La llave del vapor estaba abierta totalmente. No giraba más, ni un escaso milímetro. Los tubos de nivel señalaban la presencia en la caldera de la cantidad necesaria de agua, y no más de ello. En el fogón, inclinado ante la portezuela abierta, arrojando al interior palada tras palada de carbón, trabajaba infatigablemente “Don Roberto”. La llama de la hornaza mostraba sus facciones enérgicas y vivas: de sus labios pendía una pipa. Alrededor de su cuello había la imprescindible y clásica chalina roja, y en su casco acharolado lucía una elegante placa de bronce que decía “Cirujano”.

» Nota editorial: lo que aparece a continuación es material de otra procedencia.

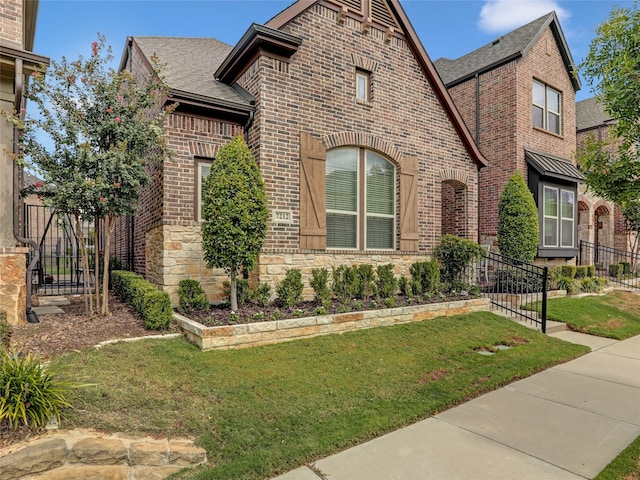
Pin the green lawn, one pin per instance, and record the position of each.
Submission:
(616, 315)
(263, 411)
(625, 466)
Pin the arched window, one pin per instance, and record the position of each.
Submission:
(361, 200)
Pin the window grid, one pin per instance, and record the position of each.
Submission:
(546, 107)
(371, 223)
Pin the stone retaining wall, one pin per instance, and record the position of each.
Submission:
(83, 455)
(263, 333)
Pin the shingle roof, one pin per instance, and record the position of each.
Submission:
(502, 50)
(190, 63)
(551, 166)
(590, 113)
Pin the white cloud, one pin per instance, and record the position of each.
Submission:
(499, 16)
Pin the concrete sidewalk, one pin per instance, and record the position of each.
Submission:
(567, 422)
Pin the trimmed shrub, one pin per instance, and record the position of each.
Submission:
(320, 284)
(386, 281)
(191, 296)
(5, 330)
(581, 271)
(144, 298)
(261, 294)
(29, 393)
(590, 285)
(615, 270)
(425, 277)
(242, 290)
(456, 254)
(339, 284)
(518, 228)
(367, 278)
(569, 271)
(289, 290)
(567, 283)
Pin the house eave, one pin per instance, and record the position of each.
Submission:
(256, 39)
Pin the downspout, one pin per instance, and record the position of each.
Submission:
(247, 126)
(477, 109)
(30, 314)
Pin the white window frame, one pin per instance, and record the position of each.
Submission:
(363, 95)
(546, 110)
(199, 183)
(361, 204)
(558, 217)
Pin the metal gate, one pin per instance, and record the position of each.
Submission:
(59, 271)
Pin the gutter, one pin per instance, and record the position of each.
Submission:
(19, 85)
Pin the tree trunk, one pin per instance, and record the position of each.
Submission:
(86, 277)
(109, 227)
(96, 260)
(233, 291)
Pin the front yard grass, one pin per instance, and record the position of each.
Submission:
(263, 411)
(625, 466)
(616, 315)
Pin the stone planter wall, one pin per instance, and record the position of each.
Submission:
(263, 333)
(80, 455)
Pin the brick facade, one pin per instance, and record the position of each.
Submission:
(313, 92)
(496, 105)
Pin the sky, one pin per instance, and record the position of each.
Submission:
(447, 28)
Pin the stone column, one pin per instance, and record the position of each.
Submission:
(13, 287)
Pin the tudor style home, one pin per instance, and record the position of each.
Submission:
(601, 222)
(517, 96)
(364, 155)
(17, 61)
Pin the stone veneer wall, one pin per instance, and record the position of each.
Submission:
(13, 288)
(84, 455)
(277, 331)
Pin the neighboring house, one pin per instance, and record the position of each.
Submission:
(601, 222)
(364, 155)
(517, 96)
(17, 32)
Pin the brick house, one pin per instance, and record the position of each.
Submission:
(517, 96)
(601, 222)
(364, 155)
(17, 33)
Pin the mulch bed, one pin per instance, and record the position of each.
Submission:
(251, 312)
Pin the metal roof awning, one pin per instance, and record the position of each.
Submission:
(555, 167)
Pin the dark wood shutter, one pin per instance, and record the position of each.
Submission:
(313, 211)
(409, 204)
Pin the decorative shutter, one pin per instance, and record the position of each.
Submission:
(409, 204)
(313, 211)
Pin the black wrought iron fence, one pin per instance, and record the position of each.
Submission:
(514, 287)
(618, 266)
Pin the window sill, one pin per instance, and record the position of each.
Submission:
(555, 252)
(548, 132)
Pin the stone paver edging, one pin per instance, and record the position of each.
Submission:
(84, 454)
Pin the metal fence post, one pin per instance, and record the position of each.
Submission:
(545, 280)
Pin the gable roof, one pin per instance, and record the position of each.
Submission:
(590, 114)
(180, 55)
(429, 70)
(511, 46)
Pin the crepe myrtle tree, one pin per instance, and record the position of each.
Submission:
(234, 217)
(88, 142)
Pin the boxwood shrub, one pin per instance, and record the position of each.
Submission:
(144, 298)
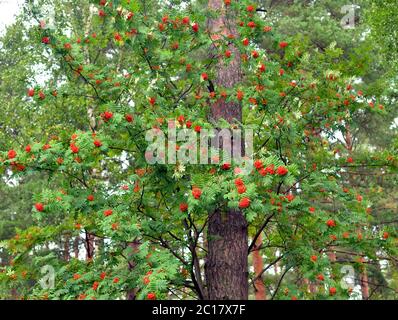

Agachado, en inverosímil actitud, entre las ruedas, el largo y flaco cuerpo del ingeniero de la máquina, realizaba con un largo rastrillo el trabajo de sacar el carboncillo y ceniza, que de las parrillas caía, y que podía reducir el tiraje del caldero.

Don Pepe, intranquilo, miraba esas maniobras y observaba sus manómetros que, a pesar de ellas, no subían ni bajaban.

¿Oiga, Don Roberto, no tenemos presión! barboteó por fin el maquinista.

El Doctor, cuyo papel de cirujano, no siempre tenía empleo en los incendios, y llevado de su entusiasmo, tan pronto era pitonero, como ayudante de maquinista, contestó con imperturbable flema británica:

¡Noventa y dos y medio!.....

¡Pero no es bastante: hemos bajado!..... Qué demonios tiene la bomba!..... Apostaría que algún intruso se ha metido a …..

¡Tut….. Tut Mr. Marshall, dijo el Doctor, incorporándose y tomando un pedazo de hilachas para limpiarse las manos; la bomba no tiene nada!... Lo que hay es el carbón!..... Pésimo!..... concluyó, apretando entre sus labios la ennegrecida pipa mientras miraba las enormes llamas que se elevaban hacia el cielo.

Don David, el ingeniero, se agregó al grupo. Tenía muchos años de bombero. Era técnico y representante de la gran Fábrica Merryweather, y el Cuerpo de Bomberos lo tomó a su servicio como ingeniero contratado para enseñar el manejo y supervigilar el funcionamiento de las bombas. Su broncínea cara, llena ya de arrugas, y sus encallecidas manos, hacían justo juego con su leva, ennegrecida por el trabajo de muchos años. La Compañía, en premio a sus servicios, lo había hecho miembro honorario.

¡No se apure, don Pepito, dijo el viejo, que conocía a todos los voluntarios desde niños, no se apure!..... Es el carbón, agregó, examinando un trozo entre sus manazas. Es muy betuminoso, pero lo arreglamos!..... Don Roberto: ayúdeme a regarlo!.....

De dos zancadas alcanzó un saco de carbón, y lo extendió en el suelo con ayuda de la pala. El Doctor, entre tanto, armando una manguera minúscula en una llave de prueba del cuerpo de bomba, comenzó a desparramar sobre el carbón agua en abundancia.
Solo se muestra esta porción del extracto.